The 1619 Project, a long-form journalism project developed by
Nikole Hannah-Jones, writers from The New York Times,
and The New York Times Magazine, came under attack. The highly praised series and book re-examined
the Black experience in the New World from the importation of
African “indentured servants” to the Jamestown Colony in
1619. It clearly showed that the generational
experience of slavery continues to put African-Americans at a
social and economic disadvantage and laid the blame for
that on the development of an explicitly racist ideology that
still lurks not far below the surface of polite white society.
Now it has been adapted as a six
part documentary on Hulu.
Naturally the right wing
propaganda machine is on a full-press attack on the series and on it’s
authors. Hannah-Jones was denied
a tenured position at the University of North Carolina after the
university’s board of trustees took the highly unusual step of failing
to approve the Journalism Department’s recommendation
under intense pressure and threats to withhold state funding
for the school and a boycott by wealthy white donors.
Republican governors like newly elected Glenn Youngkin of Virginia and
GOP controlled state legislators rushed to ban the teaching of critical
race theory after a campaign to stir up a social panic was
whipped by Tucker Carlson and other Fox News propagandists and
the right-wing echo chamber on social media. Local school board meetings have been stormed
and disrupted; teacher, administrators, and parents
have been threatened and/or assaulted; captive library
boards are banning books.
As one eight-year old
observed in the related banning of the graphic novel Maus about
the Holocaust, “The people who want to ban this are the ones who want to
do it again.”
This year Republican Florida
Governor and presidential wannabe Ron DeSantis has cashed in on the hysteria by announced
plans to block state colleges from having programs on diversity,
equity, and inclusion, as well as critical race theory (CRT). He also blocked a new national high school
Advanced Placement course from public schools and threatened sanctions
of private schools that adopted it.
And now television stations are
being inundated with protests and threats for airing Black History Minutes
and other programing that have been routine for years.

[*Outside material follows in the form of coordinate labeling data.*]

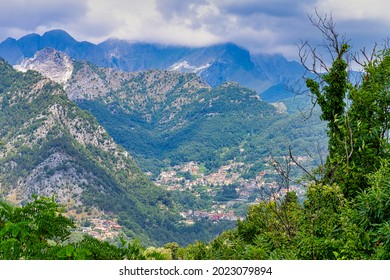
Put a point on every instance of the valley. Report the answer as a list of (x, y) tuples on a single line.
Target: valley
[(200, 153)]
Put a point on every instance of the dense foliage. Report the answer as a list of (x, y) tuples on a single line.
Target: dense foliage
[(32, 164), (345, 214)]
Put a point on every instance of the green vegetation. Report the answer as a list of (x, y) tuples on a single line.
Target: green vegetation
[(50, 146), (40, 231)]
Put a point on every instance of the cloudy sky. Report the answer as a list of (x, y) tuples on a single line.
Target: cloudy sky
[(266, 26)]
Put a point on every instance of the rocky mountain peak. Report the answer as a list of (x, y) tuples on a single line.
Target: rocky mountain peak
[(51, 63)]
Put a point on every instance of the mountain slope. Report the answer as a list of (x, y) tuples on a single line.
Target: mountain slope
[(166, 118), (214, 64), (49, 146)]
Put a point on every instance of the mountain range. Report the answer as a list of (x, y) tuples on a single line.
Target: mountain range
[(87, 122), (214, 64)]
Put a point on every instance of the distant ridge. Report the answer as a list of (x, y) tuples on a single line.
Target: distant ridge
[(215, 64)]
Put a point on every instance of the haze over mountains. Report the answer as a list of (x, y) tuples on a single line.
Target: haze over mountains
[(214, 64), (182, 107)]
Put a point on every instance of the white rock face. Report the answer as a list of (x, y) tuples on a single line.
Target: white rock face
[(53, 64), (184, 66)]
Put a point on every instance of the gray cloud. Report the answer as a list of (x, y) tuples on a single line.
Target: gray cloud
[(28, 15), (269, 26)]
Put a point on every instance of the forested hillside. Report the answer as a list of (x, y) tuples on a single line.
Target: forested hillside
[(51, 147)]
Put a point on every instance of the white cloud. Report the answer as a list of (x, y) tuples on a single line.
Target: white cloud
[(356, 9), (261, 26)]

The roots of the annual Black History Month observance stretch back to 1926 when Carter G. Woodson and the Association for the Study of Negro Life and
History announced the second week of February to be Negro History Week. Woodson,
who died in 1950, spent the rest of his life promoting historical awareness
in both academia and the community. There was plenty of resistance in the first case and the revelation of an untapped
hunger in the second.
In the wake of the Civil Rights Movement and especially
the Black Power movement of the 1970’s
Black history finally began to take hold as a recognized academic discipline and as part of the curriculum in public and private schools.

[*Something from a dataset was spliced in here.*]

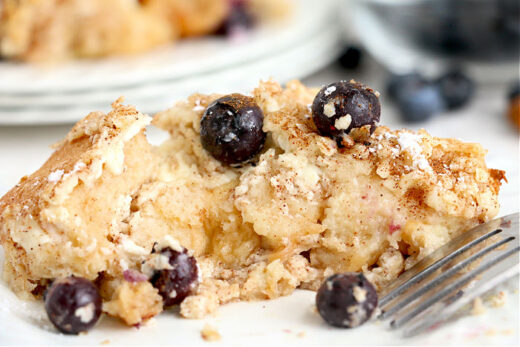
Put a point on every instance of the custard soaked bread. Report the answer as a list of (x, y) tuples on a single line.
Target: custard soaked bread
[(183, 222)]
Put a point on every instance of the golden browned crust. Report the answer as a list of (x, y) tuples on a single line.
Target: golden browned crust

The first Black History Month was celebrated at Kent State University in Ohio. By
1976 President Gerald Ford
recognized Black History Month, during the celebration
of the United States Bicentennial.
Since then, Black History month has
spread and now usually adopts a theme each year. This year the theme is Black
Resistance.
By the early 21st Century the
media and many corporations seemed
to have coopted the month in an
attempt to pander to the Black
community and inoculate themselves
against charges of institutional racism. Ubiquitous Black History Moments on
television promoted hero worship of individual “pioneers” often without any context
to a broader struggle or the experience of ordinary Black people. It has also drawn criticism for “ghettoizing” Black history and
confining it to a silo without connection
to American history as a whole. Actor and director Morgan Freeman declared “I don’t want a Black history
month. Black history is American history.”

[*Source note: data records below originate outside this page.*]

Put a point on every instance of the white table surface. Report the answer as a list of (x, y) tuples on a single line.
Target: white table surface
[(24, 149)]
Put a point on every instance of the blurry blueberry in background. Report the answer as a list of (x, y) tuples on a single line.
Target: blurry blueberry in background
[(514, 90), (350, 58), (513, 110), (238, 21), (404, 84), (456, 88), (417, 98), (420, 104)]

I’m well aware of these pitfalls as a White writer, amateur historian, and hope-to-be
ally. Yet I think there is still
much to be learned if Black History can be placed in its broadest context and include the struggles and sacrifices
of the many as well as iconic figures. That’s what Heretic, Rebel, a Thing to Flout will
try to do for the rest of the month.
We will be assembling a wide variety
of posts from many years on this blog, updating them as necessary and
adding new ones. Feel free to respond with criticism, questions, and suggestions.